The podcast is introduced and hosted by Fionn Pilbrow QC.DOWNLOAD TO DEVICE
In this episode, Harry Matovu QC talks to George Leggatt, a Justice of the Supreme Court, about judging – becoming a judge, the job and experience of being a judge, and appointments to, and the composition of, the bench.
Why do people become judges? What is it like being out of your (commercial) comfort zone when sitting as a Recorder trying criminal cases? How easy is it to shift a judge from a preliminary view formed on the papers? How do judges reach their decisions, both when sitting alone and with other judges in appellate courts? Why does one need diversity on the bench, and what are the risks of not having it? Join Harry and George as they discuss these, and a host of other, questions.
Harry Matovu QC
Harry Matovu joined Brick Court in 1989 and he took silk in 2010. He has a wide-ranging practice in the fields of commercial litigation and international arbitration, acting both as leading counsel and as an arbitrator.
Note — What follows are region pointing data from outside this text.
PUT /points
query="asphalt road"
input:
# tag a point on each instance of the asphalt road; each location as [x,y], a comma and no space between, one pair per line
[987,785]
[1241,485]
Harry was named in The Lawyer ‘Hot 100’ for 2021 and he was nominated as Silk of the Year for International Arbitration in the Legal 500 Awards 2020. In addition to his professional practice, in 2020 he created, developed, launched and advanced the Charter for Black Talent in Finance and the Professions, work that has seen him recognised in the Powerlist 2021 as one of the most influential black professionals in the UK and nominated for his Outstanding Contribution to Diversity & Inclusion in this year’s Chambers Bar Awards.
George Leggatt joined Brick Court Chambers in 1985, having been a Harkness Fellow at Harvard, a Bigelow Teaching Fellow at the University of Chicago Law School and worked at Sullivan & Cromwell in New York. He had a wide commercial practice, taking silk in 1997. He was Vice-Chair of the Bar Standards Board from 2006 – 2008. His judicial career started on a part-time basis, as a Recorder on the Western Circuit, a deputy high court judge and acting as an arbitrator, before his full-time appointment to the High Court in 2012. He was promoted to the Court of Appeal in 2018 and to the Supreme Court in April 2020.